Si notre langue, le français, évolue, il n'est pas certains que cela soit toujours de façon enrichissante et positive. Il n'est pas rare d'entendre des journalistes ou des animateurs d'émission de télévision ou de radio, s'exprimer dans un français plus d'approximatif, ou d'une grande pauvreté, quand ce n'est pas en franglais. Pourtant, ces personnes, parce qu'appelées à s'exprimer en public, devraient être sélectionnées en fonction de leurs qualités professionnelles, dont une maîtrise impeccable du français fait partie. C'est malheureusement (mais certainement pas par hasard), lors de programmes destinés aux jeunes que, par le vocabulaire employé, les vedettes grassement payées du petit écran ou des ondes radios,se comportent de façon grotesque.
Tiens justement, d'où nous vient le mot grotesque ?
Tout commence avec Kruptein verbe grec signifiant "cacher, dissimuler". De ce verbe est issu Krupté, nom désignant, en grec toujours, une "voute souterraine" ou une "salle souterraine cachée". En latin, krupté s'est transformé en crypta, sans changer de sens : la crypta latine est un "caveau" et une "salle ou galerie souterraine".
La crypta latine a donné plusieurs mots en français : d'une part le nom crypte, servant à nommer un caveau ou une chapelle aménagés sous une église, et d'autre part les mots crote et croute, qui, en ancien français, désignaient une "caverne", une "cavité naturelle".
Tandis qu'en France la crypta se transformait en crote et en croute, en Italie la même crypta devenait une grotta. À partir du XVIè siècle, cette grotta italienne a été adoptée en France, sous la forme grotte, pour désigner notamment une construction décorative imitant une cavité naturelle. À cette époque, en effet, suivant la mode italienne, on se plaisait à aménager, dans les parcs et les jardins, des cavernes artificielles, ornées de coquilles et coquillages incrustés sur les parois, agrémentées d'une fontaine et de jets d'eau... Ce fut le cas à Versailles où en 1664 (achevée en 1670, détruite en 1684) fut construite la grotte de Thétis, sur le côté nord du château.
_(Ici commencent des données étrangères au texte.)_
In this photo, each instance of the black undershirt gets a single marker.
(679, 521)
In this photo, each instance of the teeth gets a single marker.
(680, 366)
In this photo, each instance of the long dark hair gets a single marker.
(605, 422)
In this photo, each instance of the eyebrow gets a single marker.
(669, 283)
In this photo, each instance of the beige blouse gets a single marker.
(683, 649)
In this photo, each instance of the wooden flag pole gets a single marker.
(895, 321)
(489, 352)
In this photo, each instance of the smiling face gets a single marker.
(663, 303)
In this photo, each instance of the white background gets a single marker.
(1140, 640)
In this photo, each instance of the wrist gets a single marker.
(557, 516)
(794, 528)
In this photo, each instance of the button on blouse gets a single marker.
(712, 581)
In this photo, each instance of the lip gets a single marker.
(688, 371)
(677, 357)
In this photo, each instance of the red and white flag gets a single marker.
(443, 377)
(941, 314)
Ses murs étaient tapissées de coquillages, de galets et de pierres colorées. Décrite par Jean de la Fontaine, elle inspira à Lully et Robert de Visée, une œuvre musicale.
Robert de Visée - La Grotte de Versailles - (Luth)
Le nom grotta, en italien, désignait aussi une "excavation archéologique" autrement dit une cavité dans laquelle étaient enfouis des vestiges archéologiques. Or, à la fin du XVè siècles, les Italiens découvrirent à Rome, les vestiges ensevelis de la Domus aurea ("Maison dorée") , un palais somptueux bâti au Ier siècle pour l'empereur romain Néron. Sur les murs de son palais, Néron avait fait peindre un décor plein de fantaisie, composé d'élégants motifs végétaux, aux courbes gracieuses, de guirlandes légères, et d'étranges figures humaines ou animales. Ces fresques antiques fascinèrent aussitôt les artistes italiens de la Renaissance, qui en imitèrent le style... Un nouveau genre artistique naquit ainsi : la pittura grotesca, ou "peinture de grotte", ainsi baptisée parce qu'elle s'inspirait des peintures trouvées dans la grotta, dans l'excavation abritant le palais de Néron. L'adjectif grottesca, qui signifiait donc de "grotte" fut bientôt également employé comme nom, et au, XVIè siècle, ce nom prit, en Italie, le sens de "peinture caricaturale ou licencieuse (indécente)".